Phind 2: AI search with visual answers and multi-step reasoning

Overall reception & positioning

  • Many commenters are impressed; several paying users say Phind now rivals or beats Perplexity, ChatGPT, and mainstream search for programming and some research/finance tasks.
  • Others still find Perplexity or ChatGPT better for certain queries (e.g., product search, playful/creative responses, vague memes).
  • Some feel Phind disappeared from view for a while and needs more visible presence to stay top-of-mind.

Visual answers, diagrams & UX

  • Strong enthusiasm for on‑the‑fly diagrams (via Mermaid), flowcharts, and image-rich explanations; people highlight them as the standout value vs. competitors.
  • Others find diagrams verbose, distracting, or slow to render, especially when they restate a simple question or clutter code answers. They want an easy per-query toggle or a “plain text only” profile that doesn’t require sign-up.
  • UI is widely praised: side-panel sources, rich layout, “article-like” responses, and tree-structured conversations with “zoom into a part of the answer” follow‑ups.

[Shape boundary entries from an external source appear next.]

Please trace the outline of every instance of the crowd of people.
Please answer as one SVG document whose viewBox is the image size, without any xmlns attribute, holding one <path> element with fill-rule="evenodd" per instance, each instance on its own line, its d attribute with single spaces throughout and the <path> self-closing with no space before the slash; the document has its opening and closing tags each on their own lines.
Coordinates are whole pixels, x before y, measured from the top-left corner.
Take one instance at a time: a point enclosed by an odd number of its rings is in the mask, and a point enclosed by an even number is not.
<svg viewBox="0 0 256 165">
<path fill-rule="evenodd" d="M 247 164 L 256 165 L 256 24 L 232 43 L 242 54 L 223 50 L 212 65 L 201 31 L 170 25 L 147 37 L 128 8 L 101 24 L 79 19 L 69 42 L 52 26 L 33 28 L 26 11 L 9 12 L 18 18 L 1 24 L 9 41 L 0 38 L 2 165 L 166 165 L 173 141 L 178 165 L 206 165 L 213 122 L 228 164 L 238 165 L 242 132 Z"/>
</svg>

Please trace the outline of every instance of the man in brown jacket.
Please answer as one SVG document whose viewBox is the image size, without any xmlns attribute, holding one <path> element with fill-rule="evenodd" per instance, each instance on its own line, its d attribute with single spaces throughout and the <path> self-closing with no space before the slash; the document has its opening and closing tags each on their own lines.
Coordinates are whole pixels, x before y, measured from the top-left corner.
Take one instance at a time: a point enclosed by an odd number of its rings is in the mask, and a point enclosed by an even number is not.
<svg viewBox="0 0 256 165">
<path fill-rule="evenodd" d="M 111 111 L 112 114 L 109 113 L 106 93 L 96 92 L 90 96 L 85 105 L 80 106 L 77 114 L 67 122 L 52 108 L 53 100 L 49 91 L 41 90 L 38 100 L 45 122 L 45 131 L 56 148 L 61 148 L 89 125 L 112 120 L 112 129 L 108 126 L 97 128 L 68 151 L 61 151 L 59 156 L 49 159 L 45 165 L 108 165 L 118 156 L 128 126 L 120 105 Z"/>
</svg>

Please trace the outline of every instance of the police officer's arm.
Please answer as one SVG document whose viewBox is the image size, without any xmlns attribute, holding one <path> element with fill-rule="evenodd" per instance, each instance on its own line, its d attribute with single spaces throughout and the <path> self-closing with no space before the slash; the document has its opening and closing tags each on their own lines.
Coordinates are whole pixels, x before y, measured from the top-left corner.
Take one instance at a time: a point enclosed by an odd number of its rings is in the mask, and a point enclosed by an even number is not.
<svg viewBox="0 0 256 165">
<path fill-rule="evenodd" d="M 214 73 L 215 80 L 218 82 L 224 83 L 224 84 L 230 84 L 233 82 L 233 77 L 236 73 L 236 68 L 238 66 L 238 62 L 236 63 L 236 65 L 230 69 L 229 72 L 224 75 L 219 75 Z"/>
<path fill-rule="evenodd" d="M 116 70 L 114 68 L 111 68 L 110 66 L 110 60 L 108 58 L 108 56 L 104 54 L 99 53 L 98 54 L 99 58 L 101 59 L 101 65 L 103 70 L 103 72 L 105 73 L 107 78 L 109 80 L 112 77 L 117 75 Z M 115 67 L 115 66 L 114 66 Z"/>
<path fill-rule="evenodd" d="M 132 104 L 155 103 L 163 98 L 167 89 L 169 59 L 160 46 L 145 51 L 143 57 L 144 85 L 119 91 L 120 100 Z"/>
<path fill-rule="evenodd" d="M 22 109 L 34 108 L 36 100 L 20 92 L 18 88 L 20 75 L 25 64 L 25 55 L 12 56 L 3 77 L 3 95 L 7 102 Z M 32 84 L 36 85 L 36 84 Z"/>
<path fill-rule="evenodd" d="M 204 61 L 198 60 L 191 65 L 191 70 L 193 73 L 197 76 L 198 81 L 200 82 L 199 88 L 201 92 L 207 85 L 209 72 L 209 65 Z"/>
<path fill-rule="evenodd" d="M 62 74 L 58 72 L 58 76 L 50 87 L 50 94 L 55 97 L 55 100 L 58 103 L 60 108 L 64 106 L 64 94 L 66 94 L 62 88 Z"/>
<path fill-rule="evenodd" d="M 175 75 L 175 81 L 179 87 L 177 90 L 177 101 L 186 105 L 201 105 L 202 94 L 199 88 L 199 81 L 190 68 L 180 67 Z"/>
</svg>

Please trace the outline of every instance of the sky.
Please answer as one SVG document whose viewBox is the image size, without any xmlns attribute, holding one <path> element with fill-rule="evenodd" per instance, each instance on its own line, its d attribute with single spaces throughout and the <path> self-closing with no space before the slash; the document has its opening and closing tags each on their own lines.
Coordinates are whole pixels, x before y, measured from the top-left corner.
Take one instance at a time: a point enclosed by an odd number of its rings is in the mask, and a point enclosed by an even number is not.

Some want denser layouts to see more content at once.

Developer & power‑user use cases

  • Heavy use for coding help, SQL query construction, complex API setups, architecture diagrams, LangChain examples, and IDE integration.
  • Some miss the deprecated VS Code extension; others want APIs and broader IDE support (e.g., IntelliJ, Continue plugin).
  • URL ingestion sometimes fails (e.g., resume + job posting), which users expect a “search engine LLM” to handle reliably.

Model behavior, quality & trust

  • Reports of excellent, fast answers on technical topics (tax AMT/LTCG, specific stocks, programming).
  • Other queries show glaring errors: hallucinated economic calendars, wrong claims about GameStop in Canada, confusion over “should I?” vs. cited sources, and weaker handling of internet memes.
  • Several users note models are overly agreeable and not sufficiently grounded in the actual retrieved sources.

Business model, access & privacy

  • Pricing criticized for forcing a $20/month subscription just to try premium models; many request usage-based or short paid trials.
  • Free tier limits and countdown behavior are described as buggy/confusing.
  • Concerns that “new threads are public” by default and that training on user data is opt‑out; some only want anonymous, no-account use.
  • Region-based unavailability frustrates some.

Web ecosystem, copyright & infrastructure issues

  • Strong debate over Phind displaying third-party images in answers: critics see copyright violation and reduced incentives for creators; suggestions include using only CC-licensed media or revenue-sharing schemes.
  • Defenders compare this to Google Images and invoke fair use, but others note prior lawsuits against image search engines.
  • A serious bug is reported: shared conversation links behave like mutable sessions—anyone can edit the content and it persists for others—creating confusion and potential security/abuse concerns.